Internationally mobile employees
The OTS has recommended that the tax treatment of international assignees be aligned with the general earnings charge (section 62 ITEPA 2003). This is intended to bring to an end the widespread difficulty in determining the appropriate UK tax treatment of employee share awards made in subtly different forms (eg contingent share awards, share options, forfeitable share awards and phantom options). It would also bring to an end the inconsistency in treatment of awards made before arrival in the UK, and those made to an employee when he is in the UK but which vest or are exercised after he has left the UK. There should also be closer alignment of the charge to NICs with the charge to income tax in relation to awards made to internationally mobile employees.
It is also recommended that a corporation tax deduction be allowed in relation to the acquisition of shares by employees seconded to work for UK companies if the employee is charged to UK income tax.
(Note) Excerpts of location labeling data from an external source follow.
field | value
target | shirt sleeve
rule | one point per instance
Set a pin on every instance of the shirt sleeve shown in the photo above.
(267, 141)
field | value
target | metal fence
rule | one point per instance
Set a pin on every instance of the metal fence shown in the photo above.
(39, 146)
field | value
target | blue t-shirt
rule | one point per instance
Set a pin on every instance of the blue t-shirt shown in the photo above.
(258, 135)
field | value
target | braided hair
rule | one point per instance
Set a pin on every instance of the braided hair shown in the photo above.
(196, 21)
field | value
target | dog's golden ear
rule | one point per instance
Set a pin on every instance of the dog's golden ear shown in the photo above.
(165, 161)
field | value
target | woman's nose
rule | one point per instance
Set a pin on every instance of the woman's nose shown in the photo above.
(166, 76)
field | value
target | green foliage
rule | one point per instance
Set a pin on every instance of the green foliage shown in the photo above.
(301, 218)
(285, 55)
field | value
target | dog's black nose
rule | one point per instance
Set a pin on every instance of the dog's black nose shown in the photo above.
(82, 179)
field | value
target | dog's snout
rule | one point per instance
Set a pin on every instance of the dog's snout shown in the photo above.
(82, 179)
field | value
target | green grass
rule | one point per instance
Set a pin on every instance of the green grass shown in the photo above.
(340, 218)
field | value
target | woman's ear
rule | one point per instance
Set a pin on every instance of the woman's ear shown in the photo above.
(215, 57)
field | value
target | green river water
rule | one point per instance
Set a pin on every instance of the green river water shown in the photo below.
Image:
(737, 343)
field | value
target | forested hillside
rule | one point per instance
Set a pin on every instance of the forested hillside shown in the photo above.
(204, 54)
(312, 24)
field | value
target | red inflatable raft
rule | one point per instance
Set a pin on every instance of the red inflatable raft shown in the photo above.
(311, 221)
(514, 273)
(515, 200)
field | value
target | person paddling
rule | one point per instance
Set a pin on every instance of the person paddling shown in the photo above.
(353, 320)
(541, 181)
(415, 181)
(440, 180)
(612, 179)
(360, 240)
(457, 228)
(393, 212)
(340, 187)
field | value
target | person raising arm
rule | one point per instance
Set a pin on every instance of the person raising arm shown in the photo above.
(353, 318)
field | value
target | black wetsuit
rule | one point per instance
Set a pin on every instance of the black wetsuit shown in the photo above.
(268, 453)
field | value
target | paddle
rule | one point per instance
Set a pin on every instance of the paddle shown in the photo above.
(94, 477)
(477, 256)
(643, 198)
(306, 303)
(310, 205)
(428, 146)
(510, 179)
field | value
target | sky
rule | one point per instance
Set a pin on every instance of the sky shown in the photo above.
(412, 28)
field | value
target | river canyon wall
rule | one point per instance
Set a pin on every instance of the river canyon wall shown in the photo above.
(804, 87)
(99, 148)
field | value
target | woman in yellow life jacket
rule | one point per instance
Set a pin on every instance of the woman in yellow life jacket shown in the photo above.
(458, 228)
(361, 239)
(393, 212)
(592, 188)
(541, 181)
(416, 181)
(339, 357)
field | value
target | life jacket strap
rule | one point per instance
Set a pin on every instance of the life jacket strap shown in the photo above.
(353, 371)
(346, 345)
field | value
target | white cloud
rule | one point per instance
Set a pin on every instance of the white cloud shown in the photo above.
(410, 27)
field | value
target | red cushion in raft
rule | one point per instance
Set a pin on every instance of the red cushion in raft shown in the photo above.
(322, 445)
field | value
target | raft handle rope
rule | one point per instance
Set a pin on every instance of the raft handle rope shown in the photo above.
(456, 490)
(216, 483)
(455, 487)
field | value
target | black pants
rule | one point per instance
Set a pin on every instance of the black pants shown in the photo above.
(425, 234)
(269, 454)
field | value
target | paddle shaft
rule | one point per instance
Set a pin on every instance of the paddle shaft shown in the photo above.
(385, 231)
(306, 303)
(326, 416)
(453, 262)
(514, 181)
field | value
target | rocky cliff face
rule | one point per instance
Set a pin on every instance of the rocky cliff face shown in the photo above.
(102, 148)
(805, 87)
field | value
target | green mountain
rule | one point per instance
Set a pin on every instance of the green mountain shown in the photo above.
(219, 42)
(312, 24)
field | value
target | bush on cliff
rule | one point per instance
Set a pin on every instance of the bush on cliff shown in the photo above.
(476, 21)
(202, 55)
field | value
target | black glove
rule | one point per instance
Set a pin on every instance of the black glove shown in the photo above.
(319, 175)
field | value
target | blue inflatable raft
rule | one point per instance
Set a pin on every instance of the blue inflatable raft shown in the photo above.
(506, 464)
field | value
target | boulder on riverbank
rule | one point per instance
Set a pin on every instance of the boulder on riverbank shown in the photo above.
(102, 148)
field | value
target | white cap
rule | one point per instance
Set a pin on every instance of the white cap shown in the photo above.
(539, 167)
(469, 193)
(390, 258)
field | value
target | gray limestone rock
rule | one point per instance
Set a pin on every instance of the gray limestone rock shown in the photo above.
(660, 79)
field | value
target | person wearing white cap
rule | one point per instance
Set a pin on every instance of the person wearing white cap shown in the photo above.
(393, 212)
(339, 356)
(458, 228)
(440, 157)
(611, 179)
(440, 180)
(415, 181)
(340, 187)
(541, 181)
As regards the valuation for tax purposes of employee shares, the OTS has recommended:
(a) that additional resources be made available by HMRC to provide pre-transaction valuations for unapproved schemes in the following situations:
- if a valuation is to be agreed for the purposes of EMI, CSOP, SAYE or SIP, then agreement could extend to unapproved awards made at the same time;
- if a company wishes to use an EMI valuation for other purposes, provision should be made for the company to indicate this so that HMRC SAV may perform a more rigorous risk assessment of the valuation;
- if a further valuation is sought but no significant changes have occurred since the last agreement, fresh agreement could be sought on the basis of a “black-lined” comparison of the methodology;
- if a company has undergone a recent arm’s length transaction and wishes to agree a value broadly equal to that transaction;
- if the situation is straightforward (eg offer of shares in a start-up);
- if the company has followed an outline valuation methodology set out in published guidance; and
- if the situation is straightforward and involves an offer of shares to all employees (a service which HMRC SAV currently provides informally);
(b) that for both pre- and post-transaction valuations, HMRC should provide outline valuation methodologies, checklists of information acquired and standard procedures for dealing with applications for valuation agreements;
(c) in the case of shares dealt in on AIM and other non-recognised stock exchanges, an automatic acceptance that the closing price on the day preceding the date of award or grant is the market value of a share;
(d) in the case of listed company shares, a move to using the closing price on the day of trading, rather than the ‘quarter up’ basis of valuation.
Other ‘administrative’ recommendations
The OTS has also recommended:
(a) online filing of Form 42 – a medium-term goal – but that, until then, there be no change to the process for submission of Form 42 to HMRC each year;
(b) that Form 42 be released at the beginning of the year;
(c) once online filing is established, that a process of ‘intelligent filing’ be adopted (ie with better targeting of specific information requests);
(d) in the longer term, that the information on Form 42 be integrated into RTI reporting;
(e) that the statutory deadline for reporting employment-related securities income under RTI be extended to 60 days after the end of the tax month;
(f) the removal of employment-related securities from the scope of the penal charge to income tax under section 222 ITEPA 2003 if the tax is in fact made good to the employer.
The Final Report in full
The text of the OTS ‘Review of unapproved employee share schemes: Final report’ is available here.
The next step is for HMRC to respond and consult on the recommendations with a view to those which are accepted by the Chancellor being implemented in 2014, or in some cases, 2015 and beyond.